65000/65000 [==============================] - 2s 34us/step
65000/65000 [==============================] - 4s 54us/step
30000/30000 [==============================] - 3s 103us/step
Accuracy on train data: 0.999538461978619
Accuracy on test data: 0.9992307699643649
Accuracy on critical data: 0.9312000012397766

Then we plot the ROC curve for three datasets.


In [36]:
fig = plt.figure(figsize=(20, 14))

for (_X, _y), label in zip(
    [
        (X_train, y_train_k),
        (X_test, y_test_k),
        (data[critical], y_critical_k)
    ],
    ["Train", "Test", "Critical"]
):
    proba = clf.predict(_X)
    fpr, tpr, _ = skm.roc_curve(_y[:, 1], proba[:, 1])
    roc_auc = skm.auc(fpr, tpr)

    print ("Keras AUC ({0}): {1}".format(label, roc_auc))

    plt.plot(fpr, tpr, label="{0} (AUC = {1})".format(label, roc_auc), linewidth=4.0)

plt.plot([0, 1], [0, 1], "--", label="Guessing (AUC = 0.5)", linewidth=4.0)

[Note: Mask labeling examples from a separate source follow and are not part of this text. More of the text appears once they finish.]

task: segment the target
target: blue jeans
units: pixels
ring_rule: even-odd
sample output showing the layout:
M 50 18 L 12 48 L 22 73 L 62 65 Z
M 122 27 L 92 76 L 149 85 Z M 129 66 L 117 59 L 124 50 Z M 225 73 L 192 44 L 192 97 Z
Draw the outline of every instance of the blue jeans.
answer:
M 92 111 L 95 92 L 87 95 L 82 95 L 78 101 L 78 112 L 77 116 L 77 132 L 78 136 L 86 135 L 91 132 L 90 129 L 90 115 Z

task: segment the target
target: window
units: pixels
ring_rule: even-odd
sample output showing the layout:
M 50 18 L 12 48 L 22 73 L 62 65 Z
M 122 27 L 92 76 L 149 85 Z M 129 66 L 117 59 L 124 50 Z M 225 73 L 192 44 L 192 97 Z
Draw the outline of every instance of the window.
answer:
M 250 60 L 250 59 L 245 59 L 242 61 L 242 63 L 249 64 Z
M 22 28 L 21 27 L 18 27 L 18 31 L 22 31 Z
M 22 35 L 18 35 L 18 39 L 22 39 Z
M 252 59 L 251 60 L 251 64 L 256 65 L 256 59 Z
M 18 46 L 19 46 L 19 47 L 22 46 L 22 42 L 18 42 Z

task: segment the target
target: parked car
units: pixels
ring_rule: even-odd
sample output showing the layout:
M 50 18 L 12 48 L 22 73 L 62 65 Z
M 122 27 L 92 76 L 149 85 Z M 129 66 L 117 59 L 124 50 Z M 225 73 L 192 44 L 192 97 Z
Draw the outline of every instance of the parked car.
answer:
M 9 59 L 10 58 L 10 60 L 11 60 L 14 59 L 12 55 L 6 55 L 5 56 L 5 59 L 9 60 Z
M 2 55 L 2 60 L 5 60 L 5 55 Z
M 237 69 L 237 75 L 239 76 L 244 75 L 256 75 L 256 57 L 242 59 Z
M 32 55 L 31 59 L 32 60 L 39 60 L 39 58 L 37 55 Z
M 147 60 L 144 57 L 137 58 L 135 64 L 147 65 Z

plt.title(r"The ROC curve for Keras", fontsize=18)
plt.xlabel(r"False positive rate", fontsize=18)
plt.ylabel(r"True positive rate", fontsize=18)
plt.axis([-0.01, 1.01, -0.01, 1.01])
plt.xticks(fontsize=18)
plt.yticks(fontsize=18)
plt.legend(loc="best", fontsize=18)
plt.show()


Keras AUC (Train): 0.9999965210789427
Keras AUC (Test): 0.9999774128074636
Keras AUC (Critical): 0.9849365475

We see that we get much the same performance as for the MLPClassifier from Scikit-learn.

Conclusion

We have successfully used a neural net using Keras and predicted the phase transition of the two-dimensional Ising model. As opposed to the logistic regression we get a much better performance on all datasets. More importantly we successfully predict reasonable values on the critical dataset which is extrapolated from the training and testing data.